We recommend using helm to install spark-operator, add the repo:

$ helm repo add spark-operator https://googlecloudplatform.github.io/spark-on-k8s-operator

Then install it.

$ helm install my-release spark-operator/spark-operator --namespace spark-operator --create-namespace

This will install the Kubernetes Operator for Apache Spark into the namespace spark-operator. The operator by default watches and handles SparkApplications in every namespaces.
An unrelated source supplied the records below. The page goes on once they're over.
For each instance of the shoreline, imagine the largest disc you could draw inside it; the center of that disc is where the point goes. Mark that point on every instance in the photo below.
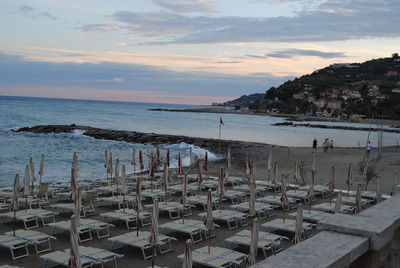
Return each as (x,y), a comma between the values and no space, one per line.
(288,117)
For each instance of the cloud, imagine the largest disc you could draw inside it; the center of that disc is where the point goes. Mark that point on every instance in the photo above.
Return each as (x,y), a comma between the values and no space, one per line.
(29,12)
(290,53)
(98,28)
(326,22)
(127,77)
(186,6)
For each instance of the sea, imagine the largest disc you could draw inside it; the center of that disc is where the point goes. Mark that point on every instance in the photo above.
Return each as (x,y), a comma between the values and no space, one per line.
(16,148)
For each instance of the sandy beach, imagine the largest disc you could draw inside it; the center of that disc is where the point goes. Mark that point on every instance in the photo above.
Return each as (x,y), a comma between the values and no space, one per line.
(387,168)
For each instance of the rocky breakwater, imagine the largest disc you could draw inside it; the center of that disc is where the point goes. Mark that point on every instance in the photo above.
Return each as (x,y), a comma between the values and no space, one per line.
(238,148)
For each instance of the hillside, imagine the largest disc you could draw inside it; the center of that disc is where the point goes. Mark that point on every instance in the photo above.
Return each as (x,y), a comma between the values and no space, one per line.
(369,89)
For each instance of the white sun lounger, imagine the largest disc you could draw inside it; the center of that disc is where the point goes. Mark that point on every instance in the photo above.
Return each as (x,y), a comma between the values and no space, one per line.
(128,216)
(217,258)
(262,209)
(330,208)
(276,201)
(14,244)
(142,242)
(232,218)
(86,227)
(193,228)
(31,217)
(36,238)
(202,201)
(174,209)
(289,226)
(62,258)
(313,216)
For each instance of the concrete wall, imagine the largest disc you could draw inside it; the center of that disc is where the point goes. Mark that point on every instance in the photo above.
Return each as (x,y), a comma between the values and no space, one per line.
(370,239)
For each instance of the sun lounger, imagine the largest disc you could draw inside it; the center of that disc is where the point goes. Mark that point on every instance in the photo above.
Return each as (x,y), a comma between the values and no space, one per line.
(235,196)
(351,201)
(287,226)
(85,228)
(202,201)
(330,208)
(235,181)
(275,200)
(128,216)
(300,195)
(318,189)
(174,209)
(142,242)
(231,217)
(14,244)
(99,255)
(62,258)
(260,190)
(116,200)
(193,228)
(263,210)
(31,217)
(313,216)
(36,238)
(218,257)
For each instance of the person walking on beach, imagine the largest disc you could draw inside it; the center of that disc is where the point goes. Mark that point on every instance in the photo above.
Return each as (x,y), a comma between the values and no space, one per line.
(368,149)
(315,143)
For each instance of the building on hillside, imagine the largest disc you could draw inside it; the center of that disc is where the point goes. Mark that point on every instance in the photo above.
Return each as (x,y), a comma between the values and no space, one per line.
(334,104)
(392,73)
(298,96)
(374,91)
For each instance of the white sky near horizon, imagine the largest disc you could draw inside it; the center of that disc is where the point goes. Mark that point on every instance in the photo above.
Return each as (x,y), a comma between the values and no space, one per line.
(183,51)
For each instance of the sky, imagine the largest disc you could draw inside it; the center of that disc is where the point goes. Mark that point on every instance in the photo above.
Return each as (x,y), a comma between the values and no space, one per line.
(183,51)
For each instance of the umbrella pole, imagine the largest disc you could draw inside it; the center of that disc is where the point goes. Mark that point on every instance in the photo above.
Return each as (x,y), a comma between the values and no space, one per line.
(209,241)
(15,212)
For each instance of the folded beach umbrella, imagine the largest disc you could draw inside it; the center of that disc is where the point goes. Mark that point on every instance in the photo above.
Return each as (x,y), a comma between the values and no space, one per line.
(299,225)
(27,187)
(191,156)
(269,166)
(338,202)
(137,203)
(141,161)
(74,177)
(252,199)
(78,205)
(187,260)
(349,180)
(208,221)
(74,259)
(251,258)
(332,179)
(14,201)
(248,172)
(41,168)
(275,173)
(228,158)
(116,172)
(167,158)
(205,166)
(180,167)
(378,190)
(311,189)
(153,237)
(358,198)
(158,156)
(110,164)
(134,160)
(32,170)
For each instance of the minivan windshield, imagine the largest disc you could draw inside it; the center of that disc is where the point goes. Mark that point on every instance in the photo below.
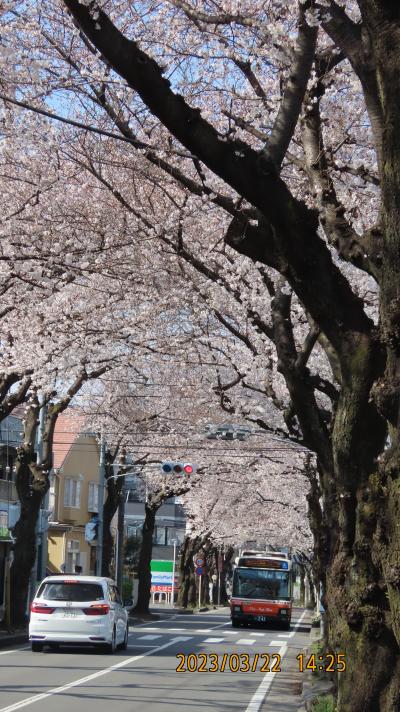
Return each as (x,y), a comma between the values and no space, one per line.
(71,591)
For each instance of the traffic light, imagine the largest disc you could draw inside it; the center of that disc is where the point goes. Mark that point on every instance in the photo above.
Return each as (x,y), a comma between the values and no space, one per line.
(178,468)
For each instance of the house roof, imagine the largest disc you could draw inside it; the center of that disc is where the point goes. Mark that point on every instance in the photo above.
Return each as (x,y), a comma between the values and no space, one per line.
(69,426)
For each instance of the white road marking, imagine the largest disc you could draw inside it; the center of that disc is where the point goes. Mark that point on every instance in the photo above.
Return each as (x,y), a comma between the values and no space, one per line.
(136,627)
(88,678)
(259,695)
(148,637)
(163,620)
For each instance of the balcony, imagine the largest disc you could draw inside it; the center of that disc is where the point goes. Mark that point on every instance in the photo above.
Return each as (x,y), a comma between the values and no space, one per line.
(8,491)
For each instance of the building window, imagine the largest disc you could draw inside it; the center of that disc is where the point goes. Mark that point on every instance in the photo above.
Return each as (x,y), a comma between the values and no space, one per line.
(174,534)
(72,492)
(73,556)
(135,529)
(93,498)
(159,536)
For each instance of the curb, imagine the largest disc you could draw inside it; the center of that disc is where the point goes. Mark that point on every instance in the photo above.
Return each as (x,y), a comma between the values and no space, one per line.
(8,639)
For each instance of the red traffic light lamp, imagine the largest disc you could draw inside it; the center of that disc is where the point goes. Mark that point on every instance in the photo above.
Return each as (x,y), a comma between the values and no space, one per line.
(178,468)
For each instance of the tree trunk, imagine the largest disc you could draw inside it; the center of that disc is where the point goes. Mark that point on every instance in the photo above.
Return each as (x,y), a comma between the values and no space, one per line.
(302,585)
(186,573)
(110,507)
(142,605)
(24,549)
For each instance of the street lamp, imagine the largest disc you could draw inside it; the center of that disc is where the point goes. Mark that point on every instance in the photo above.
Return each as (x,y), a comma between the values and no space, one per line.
(174,542)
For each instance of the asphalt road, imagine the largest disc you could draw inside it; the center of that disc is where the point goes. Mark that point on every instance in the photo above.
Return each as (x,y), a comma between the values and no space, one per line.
(144,678)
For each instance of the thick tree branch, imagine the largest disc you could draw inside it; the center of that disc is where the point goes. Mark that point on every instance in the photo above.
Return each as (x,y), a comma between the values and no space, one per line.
(295,89)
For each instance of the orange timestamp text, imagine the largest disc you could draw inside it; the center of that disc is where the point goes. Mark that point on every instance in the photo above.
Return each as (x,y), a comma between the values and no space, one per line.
(229,662)
(329,662)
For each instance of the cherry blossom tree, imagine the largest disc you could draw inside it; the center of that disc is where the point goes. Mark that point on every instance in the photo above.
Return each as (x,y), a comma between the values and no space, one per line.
(279,122)
(267,112)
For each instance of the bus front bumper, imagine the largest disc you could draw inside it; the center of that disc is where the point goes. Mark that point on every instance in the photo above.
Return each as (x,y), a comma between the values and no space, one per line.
(279,615)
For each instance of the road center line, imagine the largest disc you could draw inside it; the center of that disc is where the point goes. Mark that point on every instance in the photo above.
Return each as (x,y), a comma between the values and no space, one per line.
(259,695)
(88,678)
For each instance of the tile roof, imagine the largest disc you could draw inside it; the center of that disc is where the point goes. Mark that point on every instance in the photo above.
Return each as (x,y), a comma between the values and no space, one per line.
(69,426)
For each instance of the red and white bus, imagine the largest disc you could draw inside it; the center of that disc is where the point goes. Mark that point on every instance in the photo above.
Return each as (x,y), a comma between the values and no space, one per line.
(262,589)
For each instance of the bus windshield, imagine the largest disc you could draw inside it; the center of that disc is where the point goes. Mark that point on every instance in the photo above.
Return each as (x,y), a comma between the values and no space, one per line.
(261,584)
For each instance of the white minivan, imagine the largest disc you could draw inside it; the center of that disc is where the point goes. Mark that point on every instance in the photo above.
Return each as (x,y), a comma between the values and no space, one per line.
(78,610)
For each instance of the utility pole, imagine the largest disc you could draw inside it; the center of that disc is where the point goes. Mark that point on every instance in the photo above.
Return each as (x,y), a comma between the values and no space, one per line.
(102,473)
(45,504)
(120,529)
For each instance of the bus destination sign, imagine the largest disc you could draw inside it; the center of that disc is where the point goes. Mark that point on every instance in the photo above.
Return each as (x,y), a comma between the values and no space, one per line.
(261,563)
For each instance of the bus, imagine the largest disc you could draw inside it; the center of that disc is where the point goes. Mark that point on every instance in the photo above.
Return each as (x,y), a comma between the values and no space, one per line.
(262,589)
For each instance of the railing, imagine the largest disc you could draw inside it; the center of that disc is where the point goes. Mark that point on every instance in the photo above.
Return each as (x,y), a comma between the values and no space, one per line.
(8,491)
If you would like to limit the operator to watch and handle SparkApplications in a single namespace, e.g., default instead, add the following option to the helm install command:

$ helm install my-release spark-operator/spark-operator --namespace spark-operator --create-namespace --set sparkJobNamespace=default

Please refer spark-on-k8s-operator to get more details about how to install spark operator.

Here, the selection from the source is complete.